As of April 2025, CAMS serves as a Registrar and Transfer (RTA) for approximately 68% of the average assets under management (AAUM) in the Indian mutual fund industry.

As of March 2026, CAMS operates six back-office locations across Chennai, Coimbatore, and Hyderabad, supported by three data centers configured for near-disaster recovery (in Chennai) and far-disaster recovery (in Mumbai). The company's service delivery network includes over 285 customer service centers across India, with a total workforce exceeding 8,300 personnel (including outsourced staff).

==Subsidiaries ==
CAMS Repository Services Ltd (CAMSRep) is licensed by IRDA to provide insurance repository services.

CAMS Financial Information Services Pvt Ltd (CAMSfinserv). CAMSfinserv conducts account aggregation services in India.

CAMS Investor Services Pvt Ltd ("CAMS KRA") is a SEBI registered KYC Registration Agency (KRA) providing KYC registration services and maintains KYC investor records, on behalf of registered capital market intermediaries, eliminating the need to repeat KYC.

Sterling Software Pvt Ltd is a subsidiary software provider of CAMS for Mutual Fund industries. Sterling serves the requirements of Mutual Funds, Asset Management Companies, Fund Distributors and intermediaries. Its products rely on Oracle Databases with Microsoft .NET Platform and Internet front ends.

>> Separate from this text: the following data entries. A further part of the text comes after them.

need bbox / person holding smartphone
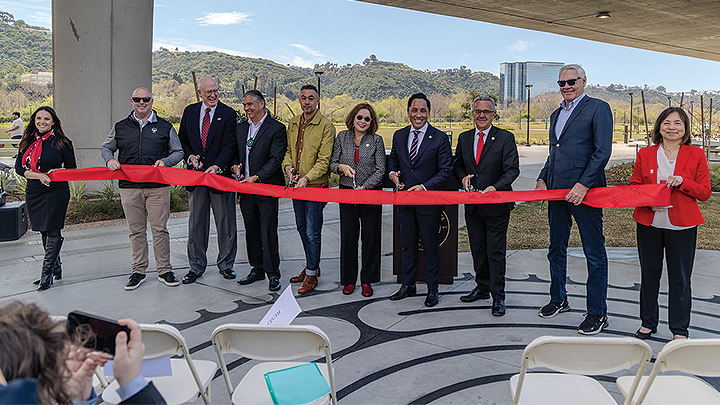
[0,301,165,405]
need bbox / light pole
[315,69,325,109]
[525,84,532,146]
[630,93,632,139]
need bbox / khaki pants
[120,186,172,275]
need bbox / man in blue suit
[388,93,453,307]
[535,65,613,335]
[178,76,237,284]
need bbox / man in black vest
[100,87,183,291]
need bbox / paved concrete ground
[0,145,720,405]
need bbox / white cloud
[290,56,315,68]
[197,11,252,25]
[505,39,535,52]
[290,44,324,58]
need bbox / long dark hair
[18,105,70,152]
[652,107,692,145]
[0,301,72,405]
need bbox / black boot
[38,236,62,291]
[33,235,65,285]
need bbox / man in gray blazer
[535,65,613,335]
[233,90,287,291]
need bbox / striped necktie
[410,130,420,164]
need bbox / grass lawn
[458,194,720,252]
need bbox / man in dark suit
[388,93,452,307]
[233,90,287,291]
[535,65,613,335]
[454,96,520,316]
[178,76,237,284]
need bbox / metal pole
[192,71,200,102]
[525,84,532,146]
[630,93,633,139]
[640,90,650,146]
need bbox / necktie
[475,132,484,165]
[410,130,420,164]
[200,108,211,150]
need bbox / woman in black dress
[15,106,77,291]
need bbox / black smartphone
[66,311,130,356]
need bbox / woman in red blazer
[630,107,711,339]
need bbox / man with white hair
[535,65,613,335]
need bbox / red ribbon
[49,165,670,208]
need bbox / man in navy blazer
[535,65,613,335]
[178,76,237,284]
[453,96,520,316]
[388,93,452,307]
[233,90,287,291]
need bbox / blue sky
[5,0,720,92]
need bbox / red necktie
[475,132,483,165]
[200,108,211,150]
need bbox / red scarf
[22,129,54,173]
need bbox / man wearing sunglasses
[453,96,520,316]
[178,76,237,284]
[535,65,613,335]
[100,87,183,291]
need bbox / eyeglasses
[558,77,582,87]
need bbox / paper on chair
[103,355,172,378]
[260,286,302,326]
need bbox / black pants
[340,204,382,285]
[637,224,697,336]
[240,194,280,277]
[465,208,510,300]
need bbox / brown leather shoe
[290,268,320,283]
[290,269,305,283]
[298,276,317,295]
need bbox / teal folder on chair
[265,363,330,405]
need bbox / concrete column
[52,0,153,167]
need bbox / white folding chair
[617,339,720,405]
[212,323,337,405]
[102,324,218,405]
[510,336,652,405]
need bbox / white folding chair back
[212,324,337,405]
[103,324,218,405]
[617,339,720,405]
[510,336,652,405]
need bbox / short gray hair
[472,96,495,111]
[558,63,585,79]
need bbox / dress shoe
[183,271,200,284]
[290,268,320,283]
[425,290,440,307]
[390,284,417,301]
[220,269,235,280]
[635,328,657,340]
[460,287,490,302]
[270,276,280,291]
[298,276,317,295]
[238,271,265,285]
[492,300,505,316]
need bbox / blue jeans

==Memberships, associations, accreditations==
CAMS is the founding member of the Registrars Association of India (RAIN) which was founded in 1991. RAIN is a representative body of Registrars and Share Transfer Agents in India.

CAMS is a member of The National Association of Software and Services Companies (USA). CAMS is an ISO 9001 – 2008, ISO 27001 compliant organization complies with SOC 1 & 2 (UTC) standards Service Organization Controls.